A shift from developers to makers

“There will probably be a shift from indie game developers to mod makers,” Reismanis says. “As studios unlock financial rewards, it becomes more attractive to create within a game, rather than create a game from scratch, with the added opportunity to develop something exciting for a large, pre-existing fan base rather than targeting a new audience. find.”

Indie developers, he says, will move towards mod-friendly games that give people opportunities to produce valuable content in a way that works for both parties — something that was demonstrated in part by Roblox

“The ability to get paid for what you earn is no longer a breath of fresh air,” he adds. “However, where this cascade of creators will differ is in the accessibility of mods, varying in size, shape and complexity; mods put no limits on what can be made.”

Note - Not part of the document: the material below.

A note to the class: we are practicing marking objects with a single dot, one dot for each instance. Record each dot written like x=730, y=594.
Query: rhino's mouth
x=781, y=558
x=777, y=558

Micromods like mushrooms from the ground

The ability to create “micro-mods” — easier remixes of existing content — will allow more players to participate in content creation, Reismanis believes. This will allow gamers to become a bigger part of the gameplay experience, perhaps in an unwitting sense, shaping the scene in much the same way TikTok users have done for the video platform.

He continues: “This can already be seen in games like TABSwhere mods allow players to mix and match player-created units and create brand new battles, or add a unit to an existing mix that can fight an all-new war.

“Minor remixes of game elements can even allow players to go viral and share their experiences with other members of the community.”

Worlds within worlds

Finally, Reismanis predicts that as mods begin to grow within games – and new mods are based on the ones that preceded them – “mini-metaverses” will begin to form.

“When building their games, studios will focus on developing strengths within a genre, as opposed to building a sandbox that offers everything for everyone,” he concludes. “As sandboxes open up creativity, genre-defined games will provide cross-fertilization between games, allowing mods to flourish, be creative and offer potentially limitless ideas.”